Embora a investigação criminal e o sistema de justiça encontrem seus contornos na Constituição e na legislação ordinária, uma análise sistemática impõe a adoção imediata, enquanto persistir esse estado extraordinário de graves violações aos direitos humanos no país (feminicídios), de reflexão sobre o conteúdo de letras de músicas ou de publicações que disseminam o ódio contra a mulher. Longe de constituir controle ou censura prévia, o estudo prudentino identificou pelo menos cinco músicas no país cujos textos, na linha das propostas nazistas ou de absurda discriminação racial, determinam a segregação, a agressão ou a morte de mulheres, o que nem de longe constitui liberdade de expressão, com a possibilidade de associações ou entidades de proteção de direitos das mulheres encamparem imediatamente essa bandeira.

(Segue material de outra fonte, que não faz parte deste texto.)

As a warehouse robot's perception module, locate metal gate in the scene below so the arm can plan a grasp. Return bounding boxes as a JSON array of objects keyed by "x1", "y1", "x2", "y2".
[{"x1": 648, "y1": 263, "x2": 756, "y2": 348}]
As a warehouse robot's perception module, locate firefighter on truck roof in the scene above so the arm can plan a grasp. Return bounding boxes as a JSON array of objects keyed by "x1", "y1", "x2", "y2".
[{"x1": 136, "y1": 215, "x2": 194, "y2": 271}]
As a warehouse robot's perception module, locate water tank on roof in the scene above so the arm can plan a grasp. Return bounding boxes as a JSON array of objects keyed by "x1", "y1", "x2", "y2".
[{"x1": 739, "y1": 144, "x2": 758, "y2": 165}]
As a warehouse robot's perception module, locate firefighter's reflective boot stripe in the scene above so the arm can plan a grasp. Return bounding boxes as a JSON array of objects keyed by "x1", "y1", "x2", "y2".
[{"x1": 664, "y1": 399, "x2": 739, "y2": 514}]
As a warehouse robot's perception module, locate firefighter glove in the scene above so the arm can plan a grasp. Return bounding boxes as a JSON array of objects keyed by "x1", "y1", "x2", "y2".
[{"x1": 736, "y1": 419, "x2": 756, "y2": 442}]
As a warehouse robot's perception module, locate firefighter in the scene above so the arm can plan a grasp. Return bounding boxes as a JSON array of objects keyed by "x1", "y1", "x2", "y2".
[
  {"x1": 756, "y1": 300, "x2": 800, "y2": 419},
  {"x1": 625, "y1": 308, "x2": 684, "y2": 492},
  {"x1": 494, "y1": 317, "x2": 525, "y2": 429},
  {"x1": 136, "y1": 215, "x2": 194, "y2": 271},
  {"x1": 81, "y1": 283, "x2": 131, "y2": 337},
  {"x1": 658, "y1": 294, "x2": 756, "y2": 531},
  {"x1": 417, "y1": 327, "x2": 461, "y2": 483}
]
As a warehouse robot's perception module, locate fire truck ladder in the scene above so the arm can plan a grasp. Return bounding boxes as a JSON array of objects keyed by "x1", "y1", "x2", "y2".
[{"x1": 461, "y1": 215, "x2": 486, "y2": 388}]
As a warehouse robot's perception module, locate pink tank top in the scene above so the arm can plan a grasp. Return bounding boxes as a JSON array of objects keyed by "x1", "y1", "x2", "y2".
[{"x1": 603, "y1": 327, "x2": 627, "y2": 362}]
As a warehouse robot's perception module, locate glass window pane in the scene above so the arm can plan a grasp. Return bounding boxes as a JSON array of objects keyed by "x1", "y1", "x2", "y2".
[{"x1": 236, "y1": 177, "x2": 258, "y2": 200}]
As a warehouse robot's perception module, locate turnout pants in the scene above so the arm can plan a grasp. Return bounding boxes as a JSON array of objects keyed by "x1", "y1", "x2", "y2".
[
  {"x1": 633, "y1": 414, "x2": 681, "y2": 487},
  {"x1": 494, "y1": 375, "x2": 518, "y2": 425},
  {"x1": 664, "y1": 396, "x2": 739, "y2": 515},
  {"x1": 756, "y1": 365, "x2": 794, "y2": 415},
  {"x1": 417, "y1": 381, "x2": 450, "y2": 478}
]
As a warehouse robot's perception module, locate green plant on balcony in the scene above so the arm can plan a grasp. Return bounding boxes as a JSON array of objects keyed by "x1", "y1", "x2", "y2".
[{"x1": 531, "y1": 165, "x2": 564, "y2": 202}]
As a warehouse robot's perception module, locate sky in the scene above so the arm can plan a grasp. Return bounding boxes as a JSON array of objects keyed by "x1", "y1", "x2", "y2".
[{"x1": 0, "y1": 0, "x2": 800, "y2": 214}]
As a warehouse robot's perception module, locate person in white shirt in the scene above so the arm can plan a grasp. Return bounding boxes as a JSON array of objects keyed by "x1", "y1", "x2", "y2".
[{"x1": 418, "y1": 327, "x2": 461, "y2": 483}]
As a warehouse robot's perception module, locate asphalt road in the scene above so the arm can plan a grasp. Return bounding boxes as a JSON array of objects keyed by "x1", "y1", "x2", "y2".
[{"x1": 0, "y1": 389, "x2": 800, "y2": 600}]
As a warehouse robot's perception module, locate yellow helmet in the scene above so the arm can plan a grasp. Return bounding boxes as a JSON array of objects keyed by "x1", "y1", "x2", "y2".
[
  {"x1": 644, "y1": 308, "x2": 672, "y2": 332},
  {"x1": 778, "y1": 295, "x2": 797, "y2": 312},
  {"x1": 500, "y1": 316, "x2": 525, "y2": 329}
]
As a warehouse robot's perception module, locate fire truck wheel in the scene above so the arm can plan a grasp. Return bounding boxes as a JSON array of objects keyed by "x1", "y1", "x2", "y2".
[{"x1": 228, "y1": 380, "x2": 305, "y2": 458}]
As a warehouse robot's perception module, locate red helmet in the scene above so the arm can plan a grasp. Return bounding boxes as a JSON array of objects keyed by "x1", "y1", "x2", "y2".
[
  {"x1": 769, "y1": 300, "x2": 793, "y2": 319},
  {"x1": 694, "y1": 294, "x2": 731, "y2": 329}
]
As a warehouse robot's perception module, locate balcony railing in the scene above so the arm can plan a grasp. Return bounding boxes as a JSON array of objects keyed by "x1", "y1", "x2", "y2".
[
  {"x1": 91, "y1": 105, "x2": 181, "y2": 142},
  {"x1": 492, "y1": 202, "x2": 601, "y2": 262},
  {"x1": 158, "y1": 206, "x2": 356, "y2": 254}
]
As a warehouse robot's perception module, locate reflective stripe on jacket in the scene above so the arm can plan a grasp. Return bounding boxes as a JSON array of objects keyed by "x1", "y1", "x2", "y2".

Considerando que as funções da investigação criminal dialógica extrapolam a aspectos humanitários, sociais, culturais e econômicos, as ações exemplificativas elencadas constituem simples medidas de urgência, como voz no deserto que pretende o desvelar o véu de la Catrina, de José Guadalupe Posada, o ilustrador da morte e de seu principal incentivador, Diego Rivera, em busca de identificar e acolher os órfãos dessa criminalidade e de estancar os feminicídios, e as veias que sob o viés da indiferença, continuam abertas e expondo famílias de todo o país.
A proposta. Um pacto nacional, com envolvimento da comunidade jurídica e sociedade para a discussão deste tema, a revolver questões sensíveis, culturais, religiosas em amplo debate despido de soluções prontas, mas com um olhar que mire o futuro, quem sabe no otimista 8 de março de 2030 (dia internacional da mulher), com menos feminicídios e impactos familiares geracionais irreparáveis.
Enquanto isso, comemoremos o 8 de março, mas cientes de que mulheres brasileiras estão sangrando diariamente, sob o véu da indiferença e da maldade do não pensar.